The incessant claims among Armenians who feel betrayed by Russia, Iran, France, the US or any other party reflects their uninquisitive mindset and their lack of appreciation for the need to build reciprocal alliances based on mutual interests and gains and/or neutralization of gains for enemies. This is the only currency of relevance in this space. To expect a nation to come to our aid, regardless of how friendly they are, when we don’t help ourselves, is childish and delusional, and points to another example of us shirking personal and societal responsibilities. Other nations come to your help when they have a relationship with you and have interests that are served by their help. Case in point: Aliyev’s charm offensive accomplished this by currying favor in many corners of the world, who rewarded him by turning a blind eye to his aggression.

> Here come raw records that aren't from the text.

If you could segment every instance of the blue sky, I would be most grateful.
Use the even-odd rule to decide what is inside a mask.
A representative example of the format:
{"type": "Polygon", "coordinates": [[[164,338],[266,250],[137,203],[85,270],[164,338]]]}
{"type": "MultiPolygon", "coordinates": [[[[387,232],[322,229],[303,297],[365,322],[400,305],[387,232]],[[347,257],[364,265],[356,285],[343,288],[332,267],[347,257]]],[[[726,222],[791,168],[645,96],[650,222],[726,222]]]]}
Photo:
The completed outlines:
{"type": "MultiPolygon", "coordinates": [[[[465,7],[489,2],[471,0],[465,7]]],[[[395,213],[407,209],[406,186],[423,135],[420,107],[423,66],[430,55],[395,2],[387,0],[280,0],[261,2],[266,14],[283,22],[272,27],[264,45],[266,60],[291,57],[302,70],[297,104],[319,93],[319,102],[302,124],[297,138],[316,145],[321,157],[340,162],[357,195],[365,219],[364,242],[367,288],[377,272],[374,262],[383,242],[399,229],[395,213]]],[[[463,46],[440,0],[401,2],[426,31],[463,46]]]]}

In response, we need to cultivate a corps of highly competent foreign service staff, trained in different parts of the world for diversity of thought and familiarity with viewpoints from major power breakers. With all due respect, a six-month stint at Tufts University does not a diplomat make, though it is a good start. We need to build strong coalitions with Russia, China, India, France, Iran, Georgia, Greece, Cyprus, Serbia, Saudi Arabia, the UAE and many other nations, based on meaningful contributions from both sides over time. We have ample opportunities to engage in regional affairs from the Talish, Kurds, Lezgins, Arabs, to crypto Armenians and many other spaces. These efforts will provide us with leverage and the ability to affect change and negotiate based on our interests. These require thoughtful assessment of interests, needs and reciprocal gains with partners, to be implemented with competence and diligence. Photo-ops and signing of toothless memoranda of understanding with no follow-up or hard work do not serve the needs of the nation. We must understand that relationship building is not an overnight affair; continuous bilateral engagement with a clear agenda is what will get us results.
Ara Nazarian is an associate professor of Orthopaedic Surgery at Harvard Medical School. He graduated from Tennessee Technological University with a degree in mechanical engineering, followed by graduate degrees from Boston University, Swiss Federal Institute of Technology and Harvard University. He has been involved in the Armenian community for over a decade, having served in a variety of capacities at the Hamazkayin Armenian Educational and Cultural Society, the Armenian Cultural and Educational Center, Armenian National Committee of America, St. Stephen’s Armenian Elementary School and the Armenian Revolutionary Federation.